Tahun 2018, Industri DPLK Terapkan Sertifikasi Tenaga Pemasar

Rapat Umum Anggota (RUA) Tahun 2017 Perkumpulan DPLK yang bertajuk “Menjunjung Tinggi Prinsip Good Corporate Governance (GCG) Menuju Tata Kelola DPLK yang Berkualitas” pada Rabu, 15 November 2017 di Jakarta.

Perkumpulan DPLK segera menerapkan program sertifikasi tenaga pemasar DPLK (Dana Pensiun Lembaga Keuangan) pada Januari 2018. Program Sertifikasi DPLK ini diharapkan dapat memastikan standar kompetensi yang tinggi dan berkesinambungan berupa pengetahuan, keterampilan, dan keahlian kepada pengguna jasa, di samping meningkatkan perilaku profesional dalam memberikan layanan terbaik sesuai harapan masyarakat. Hal ini ditegaskan dalam Rapat Umum Anggota (RUA) Tahun 2017 Perkumpulan DPLK yang bertajuk “Menjunjung Tinggi Prinsip Good Corporate Governance (GCG) Menuju Tata Kelola DPLK yang Berkualitas” pada Rabu, 15 November 2017 di Jakarta.

“Kami menerapkan Sertifikasi DPLK segera sebagai realisasi dari prinsip perilaku profesional dan kompetensi Anggota Perkumpulan DPLK. Hal ini juga sesuai amanat POJK No.1/2013 tentang Perlindungan Konsumen Sektor Jasa Keuangan. Spiritnya agar harapan masyarakat dapat terpenuhi” ujar Abdul Rachman, Ketua Umum Perkumpulan DPLK (P-DPLK) didampingi Nur Hasan Kurniawan, Wakil Ketua Umum.

Hingga September 2017, aset DPLK tercatat sebesar Rp 75,67 triliun. Angka ini meningkat 24% dari periode yang sama di tahun 2016. Perkumpulan DPLK memperkirakan pertumbuhan industri DPLK hingga akhir tahun 2017 diperkirakan mencapai 30%.

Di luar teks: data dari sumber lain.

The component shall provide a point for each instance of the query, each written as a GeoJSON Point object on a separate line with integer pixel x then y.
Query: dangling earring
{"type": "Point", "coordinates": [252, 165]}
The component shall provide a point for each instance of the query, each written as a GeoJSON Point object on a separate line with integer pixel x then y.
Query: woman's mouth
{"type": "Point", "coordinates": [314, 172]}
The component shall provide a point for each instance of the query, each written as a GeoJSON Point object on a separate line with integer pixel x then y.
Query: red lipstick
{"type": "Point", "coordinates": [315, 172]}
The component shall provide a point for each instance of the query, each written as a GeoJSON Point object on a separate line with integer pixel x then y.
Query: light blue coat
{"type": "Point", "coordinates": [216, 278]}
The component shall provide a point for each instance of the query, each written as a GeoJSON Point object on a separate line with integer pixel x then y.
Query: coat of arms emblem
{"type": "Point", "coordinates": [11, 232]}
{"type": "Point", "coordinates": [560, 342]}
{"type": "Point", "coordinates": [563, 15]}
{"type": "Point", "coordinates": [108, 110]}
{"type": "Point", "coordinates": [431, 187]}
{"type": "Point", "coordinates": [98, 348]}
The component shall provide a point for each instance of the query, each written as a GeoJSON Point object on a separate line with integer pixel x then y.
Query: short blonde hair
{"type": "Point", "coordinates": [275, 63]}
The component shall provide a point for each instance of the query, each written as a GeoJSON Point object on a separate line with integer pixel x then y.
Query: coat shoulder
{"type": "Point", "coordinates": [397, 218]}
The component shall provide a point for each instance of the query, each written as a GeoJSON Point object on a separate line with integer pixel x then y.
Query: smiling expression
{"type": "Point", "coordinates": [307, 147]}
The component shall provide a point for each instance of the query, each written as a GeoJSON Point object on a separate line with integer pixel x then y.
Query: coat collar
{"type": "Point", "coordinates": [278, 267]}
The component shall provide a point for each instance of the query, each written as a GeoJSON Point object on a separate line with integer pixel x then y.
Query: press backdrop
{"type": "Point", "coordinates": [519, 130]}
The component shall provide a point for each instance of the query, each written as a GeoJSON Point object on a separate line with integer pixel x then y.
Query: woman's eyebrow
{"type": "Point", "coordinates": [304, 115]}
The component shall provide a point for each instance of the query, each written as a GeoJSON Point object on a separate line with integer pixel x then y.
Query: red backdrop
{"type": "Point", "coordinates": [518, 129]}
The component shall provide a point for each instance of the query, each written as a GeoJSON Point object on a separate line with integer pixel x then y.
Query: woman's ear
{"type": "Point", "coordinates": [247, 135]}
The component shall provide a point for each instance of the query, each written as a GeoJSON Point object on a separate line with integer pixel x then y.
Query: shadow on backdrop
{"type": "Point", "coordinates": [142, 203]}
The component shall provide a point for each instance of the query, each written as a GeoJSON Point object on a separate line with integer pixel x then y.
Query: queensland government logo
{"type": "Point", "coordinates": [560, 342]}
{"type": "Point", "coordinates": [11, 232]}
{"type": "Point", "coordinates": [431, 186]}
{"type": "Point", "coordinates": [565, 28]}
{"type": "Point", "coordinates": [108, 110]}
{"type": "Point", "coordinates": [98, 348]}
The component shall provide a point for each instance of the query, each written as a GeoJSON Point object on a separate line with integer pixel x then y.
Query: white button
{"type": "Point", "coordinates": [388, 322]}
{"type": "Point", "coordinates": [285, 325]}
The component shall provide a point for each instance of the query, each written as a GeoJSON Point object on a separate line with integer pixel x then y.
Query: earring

Selain tenaga pemasar, Program Sertifikasi DPLK nantinya juga diberlakukan bagi staf yang dipekerjakan pada unit kerja DPLK. Hal ini sebagai standarisasi kompetensi dan keahlian layanan jasa di bidang DPLK. “Untuk menjaga profesionalisme dan standar mutu, program Sertifikasi DPLK sangat diperlukan. Hal ini sekaligus antisipasi terhadap good corporate governance di industri DPLK. Untuk itu, saya mengimbau seluruh Anggota Perkumpulan DPLK mulai menyiapkan rencana sertifikasi yang akan diberlakukan awal tahun 2018 nanti”, tambah Abdul Rachman.

Perkumpulan DPLK berkomitmen untuk mengembangkan industri dana pensiun di Indonesia, di samping mengawal terselenggaranya program kesejahteraan karyawan di Indonesia yang sesuai dengan harapan. Seperti diketahui, saat ini tidak lebih dari 5% pekerja dari 120 juta pekerja yang ada di Indonesia yang sudah memiliki program pensiun atau hari tua. Hal ini berarti, 95% dari pekerja di Indonesia memiliki ketidakpastian hari tua.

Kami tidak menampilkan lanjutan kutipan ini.